Adeosun said the new duty rate on tobacco was a combination of the existing ad-valorem base rate and specific rate while the ad valorem rate was replaced with a specific rate for alcoholic beverages.

She said that under the new rates for tobacco, in addition to the 20 per cent ad-valorem rate, each stick of cigarette will attract one naira specific rate per stick; that is N20 per pack of 20 sticks in 2018.

She said that in 2019, tobacco will attract N2 specific rate per stick or N40 per pack of 20 sticks.

The minister said that by 2020, tobacco would begin to attract N2.90 kobo specific rate per stick or N58 per pack of 20 sticks.

Adeosun explained that Nigeria’s cumulative specific excise duty rate for tobacco was 23.2 per cent of the price of the most sold brand.

This is as against 38.14 per cent in Algeria, 36.52 per cent in South Africa and 30 per cent in Gambia.

She said also that the new specific excise duty rate for alcoholic beverages cut across beer and stout, wines and spirits for the three years, 2018 to 2020.

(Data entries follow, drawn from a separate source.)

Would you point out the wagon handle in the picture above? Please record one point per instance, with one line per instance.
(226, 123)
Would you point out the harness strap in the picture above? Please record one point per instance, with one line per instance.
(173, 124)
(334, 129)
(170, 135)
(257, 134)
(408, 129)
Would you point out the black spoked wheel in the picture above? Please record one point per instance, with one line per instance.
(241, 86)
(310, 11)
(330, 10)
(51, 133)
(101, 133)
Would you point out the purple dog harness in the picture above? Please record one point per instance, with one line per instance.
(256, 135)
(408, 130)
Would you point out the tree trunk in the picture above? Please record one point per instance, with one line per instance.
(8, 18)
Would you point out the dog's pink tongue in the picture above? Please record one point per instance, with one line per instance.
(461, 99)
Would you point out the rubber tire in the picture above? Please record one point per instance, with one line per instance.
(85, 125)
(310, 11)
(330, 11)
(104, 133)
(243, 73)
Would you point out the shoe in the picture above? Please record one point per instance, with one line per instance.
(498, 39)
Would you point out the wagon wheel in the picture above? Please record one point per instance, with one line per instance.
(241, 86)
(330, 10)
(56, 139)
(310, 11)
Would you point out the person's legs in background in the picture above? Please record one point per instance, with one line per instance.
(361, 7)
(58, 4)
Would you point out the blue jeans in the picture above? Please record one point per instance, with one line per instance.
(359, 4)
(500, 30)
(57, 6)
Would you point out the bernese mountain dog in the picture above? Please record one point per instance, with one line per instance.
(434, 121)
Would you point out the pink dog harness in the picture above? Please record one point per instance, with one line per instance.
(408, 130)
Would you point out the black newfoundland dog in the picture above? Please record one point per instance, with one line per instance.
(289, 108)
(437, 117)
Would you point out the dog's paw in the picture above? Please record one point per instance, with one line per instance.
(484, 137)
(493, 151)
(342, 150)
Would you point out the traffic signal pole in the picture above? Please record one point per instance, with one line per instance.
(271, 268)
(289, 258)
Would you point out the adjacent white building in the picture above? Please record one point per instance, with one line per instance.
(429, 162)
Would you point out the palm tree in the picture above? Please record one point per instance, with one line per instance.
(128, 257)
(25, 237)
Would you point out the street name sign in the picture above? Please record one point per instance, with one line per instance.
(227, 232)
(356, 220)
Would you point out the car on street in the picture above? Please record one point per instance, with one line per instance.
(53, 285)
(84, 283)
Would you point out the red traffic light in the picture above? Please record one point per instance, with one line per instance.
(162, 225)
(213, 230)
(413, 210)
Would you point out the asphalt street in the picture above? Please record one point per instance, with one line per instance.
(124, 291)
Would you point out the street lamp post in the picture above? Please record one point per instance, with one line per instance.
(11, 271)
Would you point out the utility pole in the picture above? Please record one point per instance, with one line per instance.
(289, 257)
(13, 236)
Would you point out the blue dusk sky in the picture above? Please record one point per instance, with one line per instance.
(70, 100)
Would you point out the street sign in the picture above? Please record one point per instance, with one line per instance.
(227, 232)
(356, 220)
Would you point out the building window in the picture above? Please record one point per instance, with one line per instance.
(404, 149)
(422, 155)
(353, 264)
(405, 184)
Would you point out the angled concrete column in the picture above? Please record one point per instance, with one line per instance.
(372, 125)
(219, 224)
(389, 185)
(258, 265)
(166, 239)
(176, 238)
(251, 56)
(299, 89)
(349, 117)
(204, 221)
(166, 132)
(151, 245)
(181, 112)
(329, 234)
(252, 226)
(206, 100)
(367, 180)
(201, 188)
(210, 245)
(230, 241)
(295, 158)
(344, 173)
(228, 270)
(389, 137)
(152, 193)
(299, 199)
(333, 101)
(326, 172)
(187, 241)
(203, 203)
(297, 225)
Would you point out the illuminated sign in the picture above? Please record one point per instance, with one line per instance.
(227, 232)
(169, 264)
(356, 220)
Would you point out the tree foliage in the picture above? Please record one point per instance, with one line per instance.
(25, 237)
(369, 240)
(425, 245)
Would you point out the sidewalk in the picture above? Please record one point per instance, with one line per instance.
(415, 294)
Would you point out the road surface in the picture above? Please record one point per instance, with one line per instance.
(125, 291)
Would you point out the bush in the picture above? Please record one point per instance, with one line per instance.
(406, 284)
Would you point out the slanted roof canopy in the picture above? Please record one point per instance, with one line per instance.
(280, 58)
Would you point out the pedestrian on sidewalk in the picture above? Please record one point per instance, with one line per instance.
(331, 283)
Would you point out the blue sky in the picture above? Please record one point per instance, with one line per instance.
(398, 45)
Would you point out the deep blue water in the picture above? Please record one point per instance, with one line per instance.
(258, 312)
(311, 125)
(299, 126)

Under the new regime, beer and stout will attract 0.30k per centilitre (Cl) in 2018 and 0.35k per Cl each in 2019 and 2020.

Wines will attract N1.25k per Cl in 2018 and N1.50k per Cl each in 2019 and 2020, while N1.50k per Cl was approved for spirits in 2018, N1.75k per Cl in 2019 and N2 per Cl in 2020.

The Director-General, Consumer Protection Council (CPC), Babatunde Irukera, said the decision to increase the excise duty on these commodities was consistent with prevailing global practices.